[DOCS] Document the Agent tool for local subagents

## Summary

The CLI shipped a new first-class `Agent` tool that lets the main agent (chat or headless) spawn one or
more local subagents to run work in parallel and fold their results back into the main context, without
standing up an A2A agent server. A subagent is just an `infer agent` subprocess with its own isolated
session, so it is cheap, isolated, and session-persisted.

This is the lightweight, local complement to the existing A2A trio (`A2A_SubmitTask` / `A2A_QueryTask` /
`A2A_QueryAgent`), which targets external A2A servers.

- Implemented in CLI: inference-gateway/cli#653 (PR inference-gateway/cli#658).
- This ticket tracks the user-facing documentation for it.

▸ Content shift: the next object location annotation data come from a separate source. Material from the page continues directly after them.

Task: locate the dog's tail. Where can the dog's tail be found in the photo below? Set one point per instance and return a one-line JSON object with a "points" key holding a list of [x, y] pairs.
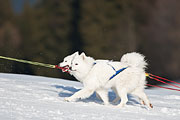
{"points": [[134, 60]]}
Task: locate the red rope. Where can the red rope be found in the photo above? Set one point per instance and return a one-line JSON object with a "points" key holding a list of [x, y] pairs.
{"points": [[65, 69], [163, 87], [163, 78], [163, 82], [156, 78]]}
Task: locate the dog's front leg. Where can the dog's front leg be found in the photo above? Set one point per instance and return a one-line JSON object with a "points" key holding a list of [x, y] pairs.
{"points": [[82, 94]]}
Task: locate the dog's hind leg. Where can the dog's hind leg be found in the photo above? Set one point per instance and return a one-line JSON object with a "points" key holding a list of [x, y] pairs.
{"points": [[103, 94], [117, 96], [82, 94], [123, 95]]}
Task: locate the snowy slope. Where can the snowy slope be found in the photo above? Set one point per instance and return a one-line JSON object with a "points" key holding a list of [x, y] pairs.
{"points": [[25, 97]]}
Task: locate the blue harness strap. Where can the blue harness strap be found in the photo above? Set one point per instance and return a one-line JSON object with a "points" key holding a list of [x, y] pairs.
{"points": [[117, 72]]}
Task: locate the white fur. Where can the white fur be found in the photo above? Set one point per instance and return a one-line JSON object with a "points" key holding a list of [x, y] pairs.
{"points": [[95, 78], [68, 61]]}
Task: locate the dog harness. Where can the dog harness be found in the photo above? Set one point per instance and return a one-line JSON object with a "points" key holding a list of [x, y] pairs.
{"points": [[116, 71]]}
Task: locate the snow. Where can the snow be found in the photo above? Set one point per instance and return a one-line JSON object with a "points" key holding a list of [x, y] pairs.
{"points": [[24, 97]]}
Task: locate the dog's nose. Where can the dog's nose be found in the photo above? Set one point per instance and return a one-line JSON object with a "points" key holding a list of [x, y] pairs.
{"points": [[59, 64]]}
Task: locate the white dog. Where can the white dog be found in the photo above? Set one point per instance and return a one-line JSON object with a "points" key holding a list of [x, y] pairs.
{"points": [[103, 75]]}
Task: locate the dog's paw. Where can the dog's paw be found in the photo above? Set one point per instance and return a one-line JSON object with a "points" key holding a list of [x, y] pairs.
{"points": [[69, 99]]}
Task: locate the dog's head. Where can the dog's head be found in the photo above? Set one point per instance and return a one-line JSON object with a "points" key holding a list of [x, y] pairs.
{"points": [[68, 61], [82, 64]]}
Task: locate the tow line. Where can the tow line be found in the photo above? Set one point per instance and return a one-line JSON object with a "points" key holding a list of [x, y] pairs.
{"points": [[65, 69], [36, 63]]}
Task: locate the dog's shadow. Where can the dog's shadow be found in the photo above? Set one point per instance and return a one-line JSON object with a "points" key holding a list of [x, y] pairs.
{"points": [[67, 91]]}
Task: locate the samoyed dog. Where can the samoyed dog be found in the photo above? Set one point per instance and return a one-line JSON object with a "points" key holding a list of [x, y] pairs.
{"points": [[126, 76]]}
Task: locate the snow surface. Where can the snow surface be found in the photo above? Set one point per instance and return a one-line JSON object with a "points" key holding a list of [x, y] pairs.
{"points": [[24, 97]]}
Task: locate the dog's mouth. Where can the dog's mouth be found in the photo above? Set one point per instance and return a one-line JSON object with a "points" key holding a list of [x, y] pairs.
{"points": [[65, 68]]}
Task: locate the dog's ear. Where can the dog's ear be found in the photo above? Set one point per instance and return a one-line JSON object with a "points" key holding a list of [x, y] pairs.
{"points": [[83, 56], [76, 53]]}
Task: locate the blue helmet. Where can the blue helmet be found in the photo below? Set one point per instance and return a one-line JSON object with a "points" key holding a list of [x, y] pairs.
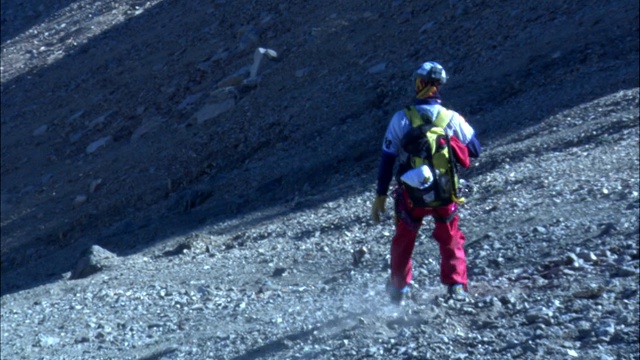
{"points": [[431, 72]]}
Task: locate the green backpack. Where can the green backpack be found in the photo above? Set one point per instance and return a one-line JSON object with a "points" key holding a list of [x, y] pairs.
{"points": [[428, 144]]}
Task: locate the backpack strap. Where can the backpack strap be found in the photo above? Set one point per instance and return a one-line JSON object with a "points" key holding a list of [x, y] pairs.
{"points": [[416, 120], [443, 118], [412, 114]]}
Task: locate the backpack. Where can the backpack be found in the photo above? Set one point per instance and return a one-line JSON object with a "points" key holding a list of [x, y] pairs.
{"points": [[428, 145]]}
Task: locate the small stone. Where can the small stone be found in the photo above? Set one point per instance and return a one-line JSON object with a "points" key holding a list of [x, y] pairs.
{"points": [[624, 271], [358, 256], [93, 260], [587, 256], [377, 68], [540, 230], [539, 315], [41, 130], [605, 330], [279, 271], [98, 144], [210, 111], [94, 185], [571, 259], [79, 200]]}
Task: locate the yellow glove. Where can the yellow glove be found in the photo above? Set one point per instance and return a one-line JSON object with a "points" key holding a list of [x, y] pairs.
{"points": [[378, 208]]}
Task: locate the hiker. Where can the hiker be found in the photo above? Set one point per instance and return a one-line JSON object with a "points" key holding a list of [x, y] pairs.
{"points": [[428, 80]]}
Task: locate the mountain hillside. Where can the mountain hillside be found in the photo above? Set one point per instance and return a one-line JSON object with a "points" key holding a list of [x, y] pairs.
{"points": [[225, 202]]}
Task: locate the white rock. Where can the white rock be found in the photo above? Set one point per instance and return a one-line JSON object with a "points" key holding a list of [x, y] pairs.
{"points": [[41, 130], [210, 111]]}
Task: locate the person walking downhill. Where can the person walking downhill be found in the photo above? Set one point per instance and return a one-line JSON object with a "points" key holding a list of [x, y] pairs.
{"points": [[410, 211]]}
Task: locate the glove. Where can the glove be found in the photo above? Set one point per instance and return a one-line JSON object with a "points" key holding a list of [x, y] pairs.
{"points": [[378, 207]]}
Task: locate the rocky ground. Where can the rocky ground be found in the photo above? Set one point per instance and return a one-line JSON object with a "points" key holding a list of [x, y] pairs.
{"points": [[225, 209]]}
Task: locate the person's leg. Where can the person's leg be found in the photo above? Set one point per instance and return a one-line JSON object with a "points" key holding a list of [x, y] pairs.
{"points": [[453, 262], [402, 246], [408, 221]]}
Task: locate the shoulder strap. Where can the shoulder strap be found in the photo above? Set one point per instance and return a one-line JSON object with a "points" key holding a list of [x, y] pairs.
{"points": [[412, 114], [416, 120], [443, 118]]}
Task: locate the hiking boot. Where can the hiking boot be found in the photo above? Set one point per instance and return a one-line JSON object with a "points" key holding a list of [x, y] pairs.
{"points": [[397, 296], [458, 293]]}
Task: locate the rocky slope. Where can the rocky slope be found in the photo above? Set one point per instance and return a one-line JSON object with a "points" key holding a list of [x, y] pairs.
{"points": [[228, 212]]}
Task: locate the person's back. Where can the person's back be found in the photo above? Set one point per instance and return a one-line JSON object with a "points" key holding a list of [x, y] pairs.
{"points": [[427, 80]]}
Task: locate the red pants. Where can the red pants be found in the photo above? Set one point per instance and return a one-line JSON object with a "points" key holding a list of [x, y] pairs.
{"points": [[453, 263]]}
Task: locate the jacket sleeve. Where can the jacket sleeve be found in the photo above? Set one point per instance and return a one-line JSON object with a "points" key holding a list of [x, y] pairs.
{"points": [[460, 152]]}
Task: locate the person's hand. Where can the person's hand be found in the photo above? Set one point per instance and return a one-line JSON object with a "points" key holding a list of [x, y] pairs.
{"points": [[378, 208]]}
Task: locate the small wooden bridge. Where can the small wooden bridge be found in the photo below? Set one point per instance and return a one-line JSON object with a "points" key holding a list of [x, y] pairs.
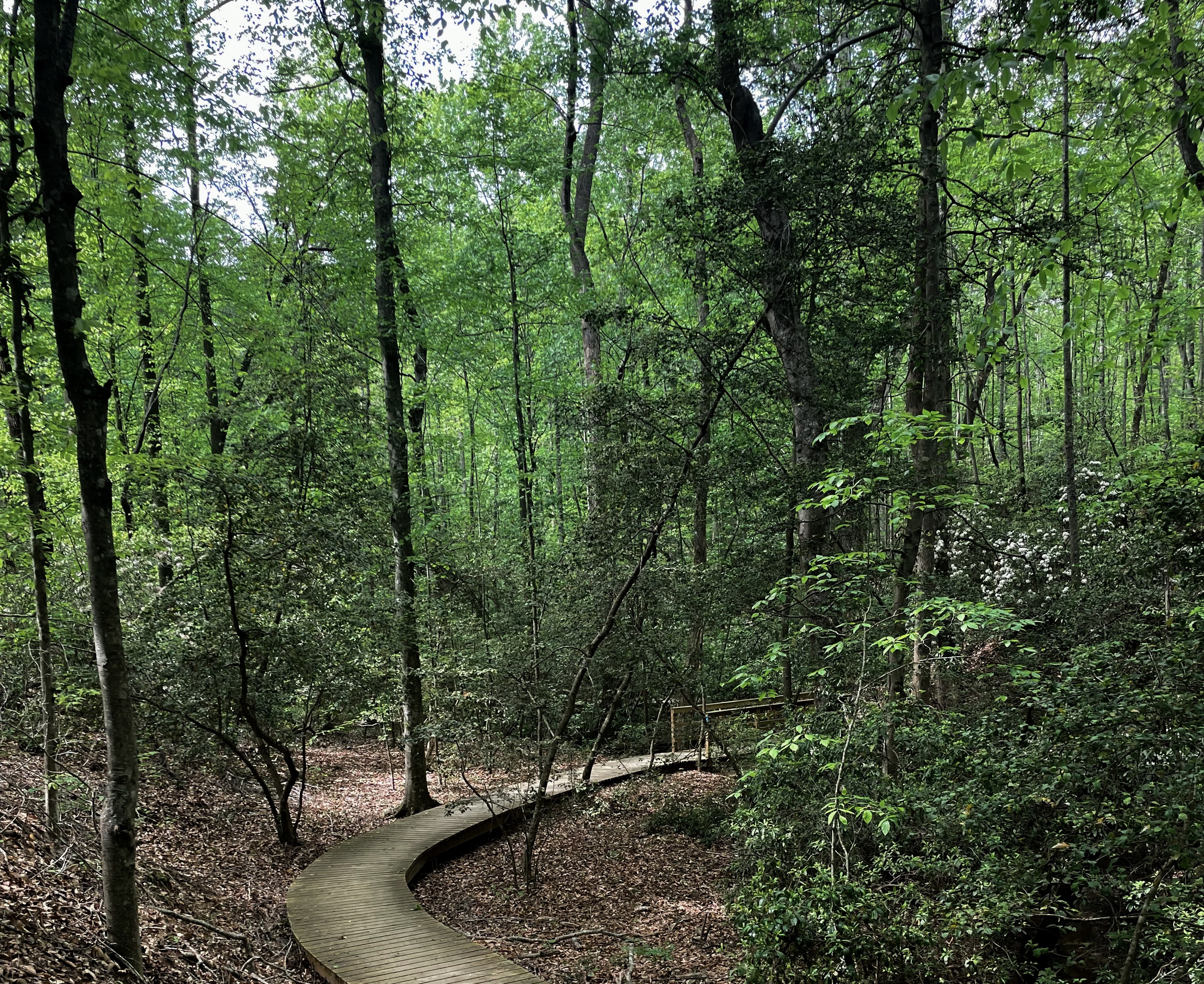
{"points": [[358, 922]]}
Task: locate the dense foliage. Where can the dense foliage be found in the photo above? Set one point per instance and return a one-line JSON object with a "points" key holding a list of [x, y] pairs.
{"points": [[618, 358]]}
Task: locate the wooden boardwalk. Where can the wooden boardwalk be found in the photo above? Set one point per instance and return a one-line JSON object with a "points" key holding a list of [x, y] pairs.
{"points": [[358, 922]]}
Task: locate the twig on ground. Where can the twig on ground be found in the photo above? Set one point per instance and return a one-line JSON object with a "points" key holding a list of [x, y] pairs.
{"points": [[185, 918]]}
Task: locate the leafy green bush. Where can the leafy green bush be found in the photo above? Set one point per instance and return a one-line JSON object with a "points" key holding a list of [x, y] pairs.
{"points": [[706, 821]]}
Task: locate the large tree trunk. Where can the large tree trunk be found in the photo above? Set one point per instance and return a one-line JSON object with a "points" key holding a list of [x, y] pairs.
{"points": [[784, 316], [55, 29], [21, 430], [370, 40], [927, 387], [575, 206]]}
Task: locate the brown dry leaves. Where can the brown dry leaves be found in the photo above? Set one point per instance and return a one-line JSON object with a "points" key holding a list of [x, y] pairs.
{"points": [[207, 849], [660, 896]]}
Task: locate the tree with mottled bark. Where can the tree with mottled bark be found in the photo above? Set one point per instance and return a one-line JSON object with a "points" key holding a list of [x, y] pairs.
{"points": [[55, 35]]}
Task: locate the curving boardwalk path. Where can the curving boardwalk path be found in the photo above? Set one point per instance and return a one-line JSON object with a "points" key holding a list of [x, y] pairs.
{"points": [[357, 921]]}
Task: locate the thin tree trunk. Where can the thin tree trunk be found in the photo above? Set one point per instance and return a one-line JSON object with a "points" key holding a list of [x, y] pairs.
{"points": [[606, 724], [552, 746], [218, 425], [1072, 493], [702, 307], [1143, 379], [55, 32], [21, 430], [525, 465], [927, 385], [575, 206], [150, 439]]}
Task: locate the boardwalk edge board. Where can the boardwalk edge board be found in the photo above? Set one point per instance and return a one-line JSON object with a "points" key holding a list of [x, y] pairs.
{"points": [[363, 883]]}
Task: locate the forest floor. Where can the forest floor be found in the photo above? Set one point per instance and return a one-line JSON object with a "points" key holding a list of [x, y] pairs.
{"points": [[207, 851], [645, 862]]}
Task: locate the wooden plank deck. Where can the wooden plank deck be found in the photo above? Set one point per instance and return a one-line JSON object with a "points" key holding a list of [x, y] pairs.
{"points": [[358, 922]]}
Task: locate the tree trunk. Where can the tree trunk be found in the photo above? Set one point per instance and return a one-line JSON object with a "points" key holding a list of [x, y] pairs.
{"points": [[524, 456], [370, 40], [575, 206], [789, 328], [21, 430], [605, 727], [150, 439], [548, 754], [926, 388], [706, 385], [55, 31], [1072, 493], [1151, 335]]}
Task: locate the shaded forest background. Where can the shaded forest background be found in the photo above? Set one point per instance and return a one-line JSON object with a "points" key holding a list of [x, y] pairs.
{"points": [[847, 353]]}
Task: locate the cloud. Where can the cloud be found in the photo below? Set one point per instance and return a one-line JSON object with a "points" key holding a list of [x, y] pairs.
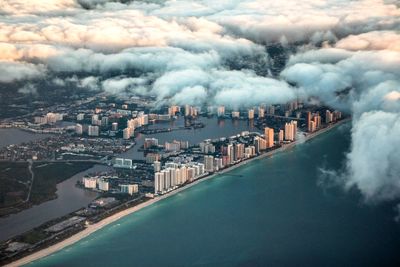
{"points": [[376, 40], [374, 157], [11, 71], [221, 52]]}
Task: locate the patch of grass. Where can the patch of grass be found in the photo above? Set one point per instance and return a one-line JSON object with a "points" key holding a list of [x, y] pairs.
{"points": [[48, 176], [14, 178]]}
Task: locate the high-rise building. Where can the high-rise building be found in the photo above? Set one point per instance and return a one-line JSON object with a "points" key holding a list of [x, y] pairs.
{"points": [[235, 114], [93, 130], [157, 166], [80, 117], [269, 137], [104, 121], [239, 152], [173, 110], [261, 112], [309, 118], [209, 163], [129, 188], [291, 131], [95, 119], [103, 185], [250, 114], [280, 136], [114, 126], [78, 129], [221, 111], [127, 133]]}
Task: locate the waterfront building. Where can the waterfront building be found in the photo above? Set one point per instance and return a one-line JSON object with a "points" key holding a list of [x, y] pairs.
{"points": [[239, 152], [95, 119], [328, 116], [90, 182], [271, 110], [79, 129], [290, 131], [269, 136], [158, 182], [207, 148], [250, 114], [221, 111], [235, 114], [104, 121], [261, 112], [209, 163], [172, 110], [129, 188], [309, 117], [80, 117], [93, 130], [218, 163], [103, 185], [157, 166], [114, 126], [280, 136], [127, 133]]}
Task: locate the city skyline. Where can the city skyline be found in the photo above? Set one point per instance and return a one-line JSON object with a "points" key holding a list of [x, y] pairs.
{"points": [[108, 107]]}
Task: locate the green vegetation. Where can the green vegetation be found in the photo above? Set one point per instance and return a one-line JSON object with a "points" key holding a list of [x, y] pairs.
{"points": [[33, 237], [49, 175], [15, 180], [14, 184]]}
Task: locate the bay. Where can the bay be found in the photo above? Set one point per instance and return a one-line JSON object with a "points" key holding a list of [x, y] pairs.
{"points": [[271, 212]]}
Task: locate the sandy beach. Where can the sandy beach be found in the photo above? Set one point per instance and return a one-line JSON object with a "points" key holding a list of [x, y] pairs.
{"points": [[94, 227]]}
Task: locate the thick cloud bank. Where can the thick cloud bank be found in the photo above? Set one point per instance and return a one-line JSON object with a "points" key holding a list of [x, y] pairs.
{"points": [[224, 52]]}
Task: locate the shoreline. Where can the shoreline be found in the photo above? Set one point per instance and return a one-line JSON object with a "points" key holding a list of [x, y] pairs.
{"points": [[99, 225]]}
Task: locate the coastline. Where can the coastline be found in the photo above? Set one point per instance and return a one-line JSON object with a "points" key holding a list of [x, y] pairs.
{"points": [[97, 226]]}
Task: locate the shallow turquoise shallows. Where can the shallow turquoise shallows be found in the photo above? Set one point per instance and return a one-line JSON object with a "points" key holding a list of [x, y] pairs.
{"points": [[271, 212]]}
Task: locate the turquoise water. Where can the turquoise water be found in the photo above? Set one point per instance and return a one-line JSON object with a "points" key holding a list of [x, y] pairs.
{"points": [[272, 212]]}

## What needs documenting (user-facing)

### 1. The `Agent` tool

A config-gated tool (enabled by default) that fans out local subagents. Document:

- What it is and when to reach for it vs. the A2A tools (local short-lived helpers vs. external A2A servers).
- The tool parameters the model sees:
  - `tasks`: an array of subagent tasks run in parallel, each with:
    - `description` (required) - the task for the subagent
    - `label` (optional) - short label shown in progress output / tmux panes
    - `model` (optional) - per-subagent model override
    - `system_prompt` (optional) - gives that subagent a specialized role/persona
  - `description` (optional) - shorthand for a single-task call (alternative to `tasks`)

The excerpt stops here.